There is not much call, in the life of a metropolitan television producer, for the ability to milk a cow by hand or to layer a hedge or to build a dry-stone wall. Less demand, still, for these talents as a Member of the House of Commons. The skills with which I made a rudimentary acquaintance during a childhood in rural Dorset are therefore not a little rusty. My knowledge of the name of every British bird and tree and butterfly, many of which have been driven to the edge of extinction by pesticides used in the name of` progress,` would come in handy while educating grandchildren about the real joys of rural life but that knowledge, also has fallen into disrepair. I have, nevertheless, never thought of myself as a “townie”.
I mention this inconsequential nonsense because the first accusation laid against those of us who are opposed to the `sport` of hunting wild animals with dogs is that we “know nothing about the countryside”. Earlier generations of my family, from Devon and from East Anglia, have engaged in this pastime and I first followed hounds on foot when I was, I think, about seven or eight years old. I have never seen any pleasure, then or since, to be had from chasing a terrified wild creature with a pack of dogs and watching while that animal, when cornered, is ripped to shreds. This, I appreciate, is a idiosyncratic when viewed through the eyes of a huntsman.
I also understand that the hunters regard those of us who have opposed part of their “rural way of life” ,whether they drive to the meet on real or in Chelsea tractors, as engaged in `class warfare` and this sentiment was expressed again recently in the traditional Boxing Day diatribe published under the name of the President of the Countryside Alliance, The Baroness Mallalieu of Studdridge in the County of Buckinghamshire. Ms. Mallalieu, as she was before she took a seat in the House of Lords as a Labour peer in 1991, believes that opposition to foxhunting and, presumably, to stag hunting (she is a member of the Devon and Somerset Stag Hounds and has an interest in a farm on Exmoor) and hare coursing is down to “class” and is based upon “a hatred of people, not cruelty”. She also opines that “experts have accepted that hunting is not cruel”.
I have been accused, in my time, of many failings and some of those accusations have been well-founded but I have never considered myself to be, remotely, a “class warrior” any more than I am a “townie”. I simply do not like the idea of chasing and killing sentient beings in the name of sport.

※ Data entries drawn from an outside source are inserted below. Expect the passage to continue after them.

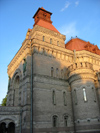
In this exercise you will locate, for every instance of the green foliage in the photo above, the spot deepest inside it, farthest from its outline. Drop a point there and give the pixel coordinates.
(4, 101)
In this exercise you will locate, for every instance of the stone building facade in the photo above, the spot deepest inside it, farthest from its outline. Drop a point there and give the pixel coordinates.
(53, 87)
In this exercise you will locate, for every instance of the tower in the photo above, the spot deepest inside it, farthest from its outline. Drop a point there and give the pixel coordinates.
(53, 86)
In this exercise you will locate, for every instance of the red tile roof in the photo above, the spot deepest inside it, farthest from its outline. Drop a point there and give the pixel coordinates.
(78, 45)
(43, 18)
(47, 25)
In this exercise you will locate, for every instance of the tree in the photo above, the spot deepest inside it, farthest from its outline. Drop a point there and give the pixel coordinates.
(4, 101)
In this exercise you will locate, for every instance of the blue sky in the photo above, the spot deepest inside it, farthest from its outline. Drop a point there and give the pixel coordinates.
(71, 17)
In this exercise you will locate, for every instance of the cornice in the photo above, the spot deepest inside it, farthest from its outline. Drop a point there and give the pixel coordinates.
(47, 31)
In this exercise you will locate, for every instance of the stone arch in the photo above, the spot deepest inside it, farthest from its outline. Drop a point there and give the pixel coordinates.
(3, 128)
(7, 119)
(7, 126)
(16, 80)
(11, 128)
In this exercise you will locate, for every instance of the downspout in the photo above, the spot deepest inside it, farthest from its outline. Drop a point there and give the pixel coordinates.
(31, 129)
(73, 113)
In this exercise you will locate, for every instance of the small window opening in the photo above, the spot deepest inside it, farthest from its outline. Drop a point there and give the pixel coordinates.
(66, 120)
(57, 72)
(94, 94)
(62, 73)
(65, 98)
(54, 98)
(52, 71)
(50, 40)
(84, 94)
(58, 43)
(43, 38)
(54, 121)
(75, 97)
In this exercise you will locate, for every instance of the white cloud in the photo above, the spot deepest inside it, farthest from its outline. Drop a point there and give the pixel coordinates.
(76, 3)
(66, 6)
(69, 30)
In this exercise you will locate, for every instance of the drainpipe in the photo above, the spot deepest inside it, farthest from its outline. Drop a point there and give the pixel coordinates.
(73, 113)
(31, 129)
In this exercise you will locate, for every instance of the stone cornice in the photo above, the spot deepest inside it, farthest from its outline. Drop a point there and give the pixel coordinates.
(81, 70)
(47, 31)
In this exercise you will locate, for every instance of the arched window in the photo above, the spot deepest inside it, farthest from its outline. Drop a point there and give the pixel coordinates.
(11, 128)
(62, 73)
(16, 92)
(43, 38)
(65, 98)
(52, 71)
(84, 94)
(55, 121)
(75, 95)
(66, 120)
(54, 97)
(3, 127)
(57, 72)
(94, 94)
(57, 43)
(50, 40)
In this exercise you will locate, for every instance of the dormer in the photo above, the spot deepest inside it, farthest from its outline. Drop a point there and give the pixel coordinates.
(42, 14)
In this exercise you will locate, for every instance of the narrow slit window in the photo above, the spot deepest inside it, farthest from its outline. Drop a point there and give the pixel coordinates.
(84, 94)
(52, 71)
(75, 95)
(58, 43)
(43, 38)
(54, 98)
(57, 72)
(62, 73)
(94, 94)
(65, 98)
(50, 40)
(66, 121)
(55, 121)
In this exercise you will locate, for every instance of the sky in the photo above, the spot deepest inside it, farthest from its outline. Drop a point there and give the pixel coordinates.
(72, 18)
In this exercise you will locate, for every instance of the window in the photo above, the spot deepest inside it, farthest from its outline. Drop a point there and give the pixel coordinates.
(57, 71)
(94, 94)
(52, 71)
(54, 97)
(66, 120)
(75, 97)
(50, 40)
(65, 98)
(55, 121)
(58, 43)
(43, 38)
(62, 73)
(84, 95)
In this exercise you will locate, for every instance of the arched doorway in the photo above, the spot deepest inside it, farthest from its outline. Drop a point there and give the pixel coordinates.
(11, 128)
(16, 91)
(3, 128)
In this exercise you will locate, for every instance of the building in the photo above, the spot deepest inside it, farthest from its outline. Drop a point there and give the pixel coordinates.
(53, 87)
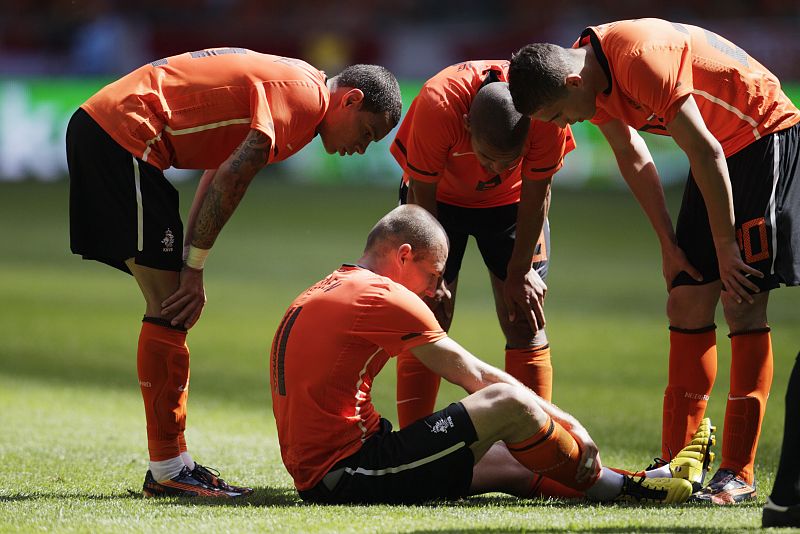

Back in the dog-end of the Blair administration the Prime Minister was finally and reluctantly, having lied to the House of Commons about a hunting bill that was ”defeated by the House of Lords” despite that measure never having reached the Upper House, obliged to honour an election pledge and to facilitate a bill that outlawed the hunting of wild animals with dogs. It was, to be sure, a pretty ropey piece of legislation and it has many flaws in it. It allows some determined law-breakers to still hunt foxes under the guise of what is now known as “trail hunting”. There is much merit in drag-hunting in which hounds followed a pre-prepared scent from a given starting point to a given finish usually at a pre-designated pub. It allows the trail to be laid to suit the skills of the riders, whether novice or experienced, it provides for an exhilarating ride and it should come as no surprise that the sport is attracting a growing number of participants who enjoy the thrill of the game but have no desire to see an animal killed at the end of it. That there are those who determinedly break the law is bad but there is no law known to man that will be obeyed by all people all of the time.
The fact is that since the passage of the Hunting Bill after very many hours of parliamentary scrutiny and debate, there have always those on the one hand who want to repeal the Act and those on the other who want to strengthen it. The occupation is, though, no longer relevant. It has been consigned to the dustbin of history where it belongs alongside bear-baiting and cock-fighting. In has not resulted, as was direly predicted, in the wholesale slaughter of hundreds of hounds or the loss of dozens of rural jobs. Neither has the countryside hitherto managed and cared for by the hunt been allowed to go to waste because drag-hunters have an even greater interest in maintaining the land. It has always been a myth that the hunt controls the fox population (more foxes are killed on the roads than were ever killed by the hunt) and if there is a population problem it lies in the cities and not in rural Britain. And I know of nobody, not even Ms. Mallalieu, that is seriously seeking to establish the Clapham Hunt!
Support for the hunting of wild animals with dogs is a generational affectation and there is now an overwhelming majority in the House of Commons, with many sitting on the hitherto pro-hunt Tory benches that are far more interested in animal welfare than in trying to turn the clock back. With a Secretary of State, Michael Gove, wedded to the concept of enhancing the well-being of sentient wild, farm and domestic animals and realising the policies that some of us have been working towards for years, I look forward to a New Year in which this Government will put itself and its legislation at the heart of our compassionate agenda. Time to take a big leap forward, as the Prime Minister herself has clearly recognised.